In this blog post, we will explore how to solve the LeetCode problem "1492" using AI. LeetCode is a popular platform for preparing for coding interviews, and with the help of AI tools like Chatmagic, we can generate solutions quickly and efficiently - helping you pass the interviews and get the job offer without having to study for months.

Problem Statement

You are given two positive integers n and k. A factor of an integer n is defined as an integer i where n % i == 0. Consider a list of all factors of n sorted in ascending order, return the kth factor in this list or return -1 if n has less than k factors. Example 1: Input: n = 12, k = 3 Output: 3 Explanation: Factors list is [1, 2, 3, 4, 6, 12], the 3rd factor is 3. Example 2: Input: n = 7, k = 2 Output: 7 Explanation: Factors list is [1, 7], the 2nd factor is 7. Example 3: Input: n = 4, k = 4 Output: -1 Explanation: Factors list is [1, 2, 4], there is only 3 factors. We should return -1. Constraints: 1 <= k <= n <= 1000 Follow up: Could you solve this problem in less than O(n) complexity?

Explanation

Here's an efficient solution to find the k-th factor of a number, addressing the time complexity constraint:

• Square Root Optimization: Iterate only up to the square root of n. If i is a factor, then n // i is also a factor. This significantly reduces the number of iterations.
• Separate Lists: Store factors less than or equal to the square root in one list, and factors greater than the square root in another. This allows us to reconstruct the sorted list of factors efficiently.

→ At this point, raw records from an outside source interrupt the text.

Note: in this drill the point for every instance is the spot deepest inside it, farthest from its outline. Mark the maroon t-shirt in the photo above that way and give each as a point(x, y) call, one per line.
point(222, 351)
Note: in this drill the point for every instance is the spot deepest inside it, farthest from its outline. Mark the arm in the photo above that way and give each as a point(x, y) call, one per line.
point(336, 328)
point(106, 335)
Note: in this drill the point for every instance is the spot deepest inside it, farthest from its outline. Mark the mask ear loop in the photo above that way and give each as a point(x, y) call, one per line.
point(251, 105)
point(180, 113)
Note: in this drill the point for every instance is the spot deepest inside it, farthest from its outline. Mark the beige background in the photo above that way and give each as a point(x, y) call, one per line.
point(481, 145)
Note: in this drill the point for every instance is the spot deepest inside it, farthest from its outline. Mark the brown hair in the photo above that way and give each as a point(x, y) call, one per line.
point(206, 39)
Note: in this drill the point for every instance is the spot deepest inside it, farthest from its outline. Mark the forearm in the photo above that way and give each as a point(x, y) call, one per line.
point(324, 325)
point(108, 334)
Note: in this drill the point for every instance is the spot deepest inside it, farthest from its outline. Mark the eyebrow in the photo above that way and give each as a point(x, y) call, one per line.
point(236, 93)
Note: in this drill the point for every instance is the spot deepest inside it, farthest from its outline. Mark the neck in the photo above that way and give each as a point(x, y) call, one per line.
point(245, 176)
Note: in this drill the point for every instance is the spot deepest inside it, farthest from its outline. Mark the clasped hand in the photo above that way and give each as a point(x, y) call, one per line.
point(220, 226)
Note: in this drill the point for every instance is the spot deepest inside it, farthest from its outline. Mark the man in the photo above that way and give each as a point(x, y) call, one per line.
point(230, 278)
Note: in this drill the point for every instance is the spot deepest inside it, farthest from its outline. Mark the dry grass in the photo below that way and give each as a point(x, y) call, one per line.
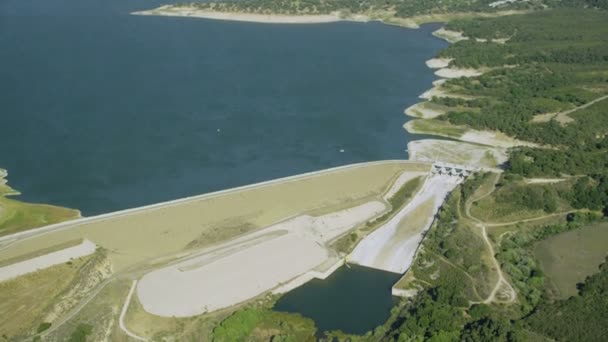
point(457, 152)
point(23, 300)
point(146, 235)
point(102, 312)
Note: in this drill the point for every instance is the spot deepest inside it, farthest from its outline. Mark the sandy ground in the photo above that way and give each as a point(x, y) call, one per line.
point(424, 110)
point(544, 180)
point(456, 72)
point(456, 152)
point(47, 260)
point(449, 36)
point(392, 247)
point(436, 90)
point(438, 63)
point(193, 12)
point(496, 139)
point(249, 266)
point(161, 231)
point(404, 178)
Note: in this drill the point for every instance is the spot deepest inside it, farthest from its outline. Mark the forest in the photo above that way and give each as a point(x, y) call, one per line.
point(385, 8)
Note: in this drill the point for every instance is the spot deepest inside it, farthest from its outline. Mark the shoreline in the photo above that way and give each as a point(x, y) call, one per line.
point(193, 12)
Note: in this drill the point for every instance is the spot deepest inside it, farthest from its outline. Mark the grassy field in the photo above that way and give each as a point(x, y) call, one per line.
point(101, 313)
point(516, 200)
point(435, 127)
point(457, 152)
point(16, 216)
point(403, 196)
point(145, 235)
point(27, 298)
point(568, 258)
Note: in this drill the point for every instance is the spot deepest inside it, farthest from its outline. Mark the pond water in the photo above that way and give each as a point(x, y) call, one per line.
point(353, 299)
point(102, 110)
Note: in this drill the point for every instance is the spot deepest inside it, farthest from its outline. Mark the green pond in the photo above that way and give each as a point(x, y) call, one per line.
point(353, 299)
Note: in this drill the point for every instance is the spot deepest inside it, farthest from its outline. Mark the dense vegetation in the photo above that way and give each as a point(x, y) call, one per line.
point(381, 8)
point(262, 324)
point(579, 318)
point(553, 64)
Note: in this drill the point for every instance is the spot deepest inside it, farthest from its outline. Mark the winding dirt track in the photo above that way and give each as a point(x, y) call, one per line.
point(501, 282)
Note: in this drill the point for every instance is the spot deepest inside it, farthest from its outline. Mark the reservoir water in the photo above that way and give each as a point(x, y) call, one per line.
point(353, 299)
point(102, 110)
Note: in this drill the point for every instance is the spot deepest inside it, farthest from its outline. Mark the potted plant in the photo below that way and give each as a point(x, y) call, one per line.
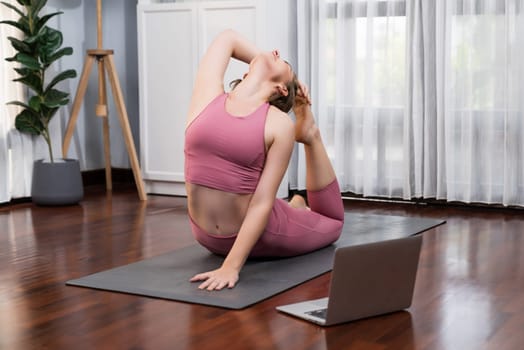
point(55, 182)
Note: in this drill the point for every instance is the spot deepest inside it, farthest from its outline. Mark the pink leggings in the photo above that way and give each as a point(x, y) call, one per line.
point(290, 231)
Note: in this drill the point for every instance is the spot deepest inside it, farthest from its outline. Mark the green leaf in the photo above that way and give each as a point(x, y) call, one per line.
point(19, 45)
point(28, 61)
point(32, 80)
point(48, 42)
point(42, 21)
point(17, 25)
point(28, 121)
point(37, 6)
point(66, 51)
point(35, 103)
point(70, 73)
point(14, 8)
point(18, 103)
point(55, 98)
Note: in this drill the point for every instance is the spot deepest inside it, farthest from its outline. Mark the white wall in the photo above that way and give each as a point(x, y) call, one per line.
point(78, 25)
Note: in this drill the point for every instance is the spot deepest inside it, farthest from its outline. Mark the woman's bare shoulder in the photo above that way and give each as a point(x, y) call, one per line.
point(279, 119)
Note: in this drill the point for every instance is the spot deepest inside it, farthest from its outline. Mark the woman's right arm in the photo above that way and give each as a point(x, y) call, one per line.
point(209, 81)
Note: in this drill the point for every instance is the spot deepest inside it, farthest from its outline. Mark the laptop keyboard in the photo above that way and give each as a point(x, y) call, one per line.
point(321, 313)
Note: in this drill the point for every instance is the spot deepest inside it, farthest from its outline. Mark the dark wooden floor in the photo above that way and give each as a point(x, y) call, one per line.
point(469, 292)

• Handle Perfect Squares: If n is a perfect square, avoid adding the square root twice.

• Time Complexity: O(sqrt(n))

• Space Complexity: O(sqrt(n))

Code

    def kthFactor(n: int, k: int) -> int:
    factors1 = []
    factors2 = []
    sqrt_n = int(n**0.5)

    for i in range(1, sqrt_n + 1):
        if n % i == 0:
            factors1.append(i)
            if i * i != n:
                factors2.append(n // i)

    factors = factors1 + factors2[::-1]

    if k > len(factors):
        return -1
    else:
        return factors[k - 1]